His wife Auxillia Mnangagwa also officially became a member of the central committee following in the footsteps of former first lady Grace Mugabe.
Grace Mugabe rose to become a politburo member and tried to influence the succession of her late husband Robert Mugabe, which many analysts believe precipitated the 2017 coup that toppled the octogenarian.
Mnangagwa succeeded Mugabe with promises to modernise both the ruling party and the country, but he is increasingly being compared to his authoritarian predecessor.
As expected, he did not make any changes to the party’s presidium as he re-appointed his deputies Constantino Chiwenga and Kembo Mohadi, while chairperson Oppah Muchinguri retained her post.
Mohadi resigned from government in 2020 after he was caught up in a messy sex scandal involving married women.
Mnangagwa has stuck to one VP and in the process doing away with a Mugabe tradition to appoint a former Zapu member and someone from Matabeleland as one of his deputies in government.
Zanu PF secretary for administration Obert Mpofu, commissar Mike Bimha, women’s league boss Mabel Chinomona, secretary for security Lovemore Matuke and secretary for war veterans Douglas Mahiya and finance secretary Patrick Chinamasa also retained their posts in the politburo.

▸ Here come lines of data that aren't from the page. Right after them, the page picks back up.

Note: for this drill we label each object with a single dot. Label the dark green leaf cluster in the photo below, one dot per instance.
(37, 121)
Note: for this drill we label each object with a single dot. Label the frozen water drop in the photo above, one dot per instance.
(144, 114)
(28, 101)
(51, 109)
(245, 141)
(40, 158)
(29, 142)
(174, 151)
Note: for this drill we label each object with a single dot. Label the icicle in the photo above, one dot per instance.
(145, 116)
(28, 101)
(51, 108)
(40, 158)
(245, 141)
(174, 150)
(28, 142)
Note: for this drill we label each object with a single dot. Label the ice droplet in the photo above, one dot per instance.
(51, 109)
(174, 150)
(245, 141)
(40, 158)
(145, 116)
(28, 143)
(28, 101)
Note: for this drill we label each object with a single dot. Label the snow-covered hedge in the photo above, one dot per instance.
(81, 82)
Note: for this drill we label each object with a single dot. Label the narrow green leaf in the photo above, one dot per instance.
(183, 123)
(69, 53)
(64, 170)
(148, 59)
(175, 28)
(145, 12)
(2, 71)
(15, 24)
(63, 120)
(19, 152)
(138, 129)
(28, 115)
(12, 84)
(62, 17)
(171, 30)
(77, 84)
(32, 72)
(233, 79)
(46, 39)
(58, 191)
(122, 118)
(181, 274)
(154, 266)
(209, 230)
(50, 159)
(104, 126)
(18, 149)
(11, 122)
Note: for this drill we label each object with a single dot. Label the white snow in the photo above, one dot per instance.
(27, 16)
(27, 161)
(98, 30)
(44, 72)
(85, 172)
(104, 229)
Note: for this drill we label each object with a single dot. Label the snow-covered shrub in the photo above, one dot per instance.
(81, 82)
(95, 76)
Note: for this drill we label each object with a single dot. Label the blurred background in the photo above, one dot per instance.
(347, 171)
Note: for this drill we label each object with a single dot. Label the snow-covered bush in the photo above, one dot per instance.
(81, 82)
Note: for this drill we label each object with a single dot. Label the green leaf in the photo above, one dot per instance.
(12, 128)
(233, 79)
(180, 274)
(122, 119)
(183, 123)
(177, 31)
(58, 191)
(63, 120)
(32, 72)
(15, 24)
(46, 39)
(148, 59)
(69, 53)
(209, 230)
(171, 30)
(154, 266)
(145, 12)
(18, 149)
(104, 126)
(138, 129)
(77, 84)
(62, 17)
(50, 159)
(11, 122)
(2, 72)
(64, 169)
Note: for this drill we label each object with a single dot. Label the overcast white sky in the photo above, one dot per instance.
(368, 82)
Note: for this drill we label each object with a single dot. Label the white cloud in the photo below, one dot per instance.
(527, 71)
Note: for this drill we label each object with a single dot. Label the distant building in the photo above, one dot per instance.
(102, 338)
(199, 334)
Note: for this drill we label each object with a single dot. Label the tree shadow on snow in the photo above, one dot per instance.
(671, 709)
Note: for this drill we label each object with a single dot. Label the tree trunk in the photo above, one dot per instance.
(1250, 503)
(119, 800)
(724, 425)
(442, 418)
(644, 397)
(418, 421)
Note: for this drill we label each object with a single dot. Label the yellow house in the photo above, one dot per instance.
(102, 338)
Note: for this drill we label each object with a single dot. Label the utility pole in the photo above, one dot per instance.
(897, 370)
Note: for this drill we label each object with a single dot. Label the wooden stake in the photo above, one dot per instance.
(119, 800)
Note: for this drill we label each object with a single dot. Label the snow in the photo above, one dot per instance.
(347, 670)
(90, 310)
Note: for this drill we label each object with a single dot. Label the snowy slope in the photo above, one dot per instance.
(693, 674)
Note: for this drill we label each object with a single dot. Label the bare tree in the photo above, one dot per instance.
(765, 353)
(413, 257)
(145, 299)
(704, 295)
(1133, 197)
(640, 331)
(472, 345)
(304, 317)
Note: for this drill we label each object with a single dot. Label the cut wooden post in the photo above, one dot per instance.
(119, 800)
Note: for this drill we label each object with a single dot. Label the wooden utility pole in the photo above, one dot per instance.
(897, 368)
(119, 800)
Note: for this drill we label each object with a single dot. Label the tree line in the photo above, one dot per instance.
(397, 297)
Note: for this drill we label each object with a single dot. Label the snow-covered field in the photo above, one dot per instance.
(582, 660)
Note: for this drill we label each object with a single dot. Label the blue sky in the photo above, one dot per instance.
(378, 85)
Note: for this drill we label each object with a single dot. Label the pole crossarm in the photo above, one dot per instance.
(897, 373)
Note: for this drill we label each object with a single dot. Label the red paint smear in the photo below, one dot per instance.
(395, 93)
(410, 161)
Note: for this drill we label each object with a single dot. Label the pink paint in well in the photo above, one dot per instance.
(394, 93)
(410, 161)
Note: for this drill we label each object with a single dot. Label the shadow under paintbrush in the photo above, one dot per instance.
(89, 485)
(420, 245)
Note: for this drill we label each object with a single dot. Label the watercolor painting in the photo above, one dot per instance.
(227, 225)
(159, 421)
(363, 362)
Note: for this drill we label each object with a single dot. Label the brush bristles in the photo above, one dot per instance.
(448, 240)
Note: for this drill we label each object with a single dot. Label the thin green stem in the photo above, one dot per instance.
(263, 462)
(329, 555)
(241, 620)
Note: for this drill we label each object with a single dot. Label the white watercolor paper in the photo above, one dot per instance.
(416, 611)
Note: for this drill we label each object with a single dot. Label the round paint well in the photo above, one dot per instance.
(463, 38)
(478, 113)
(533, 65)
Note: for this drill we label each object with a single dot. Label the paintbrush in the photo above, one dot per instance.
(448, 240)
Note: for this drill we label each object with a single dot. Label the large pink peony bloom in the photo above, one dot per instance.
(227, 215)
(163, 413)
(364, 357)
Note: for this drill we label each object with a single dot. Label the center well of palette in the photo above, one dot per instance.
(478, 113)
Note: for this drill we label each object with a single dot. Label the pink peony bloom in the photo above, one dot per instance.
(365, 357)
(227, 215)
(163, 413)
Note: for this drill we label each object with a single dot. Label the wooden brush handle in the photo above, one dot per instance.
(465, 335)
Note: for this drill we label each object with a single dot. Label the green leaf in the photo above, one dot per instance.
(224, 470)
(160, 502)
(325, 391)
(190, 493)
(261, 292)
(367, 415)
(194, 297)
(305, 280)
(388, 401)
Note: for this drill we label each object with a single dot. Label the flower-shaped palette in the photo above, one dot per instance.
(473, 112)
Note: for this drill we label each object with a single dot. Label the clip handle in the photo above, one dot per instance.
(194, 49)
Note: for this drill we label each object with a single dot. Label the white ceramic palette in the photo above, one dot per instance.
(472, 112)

The congress also approved the constitution of a council of elders with former cabinet ministers Josaya Hungwe, Tshinga Dube and Angeline Masuku emerging as some of the inaugural members.
Hungwe, who was a senator at independence in 1980, served as a minister for many years.
Former ministers Francis Nhema and Nicholas Goche also made a comeback after some years on the sidelines.
The former ministers found themselves in political wilderness following the removal of Mugabe from office in November 2017.
Goche was fired for hobnobbing with former vice-president Joice Mujuru in 2013 and has not held a senior position since then.
Former Primary and Secondary Education minister Lazarus Dokora and ex-Finance deputy minister Terrence Mukupe also made a comeback into the central committee.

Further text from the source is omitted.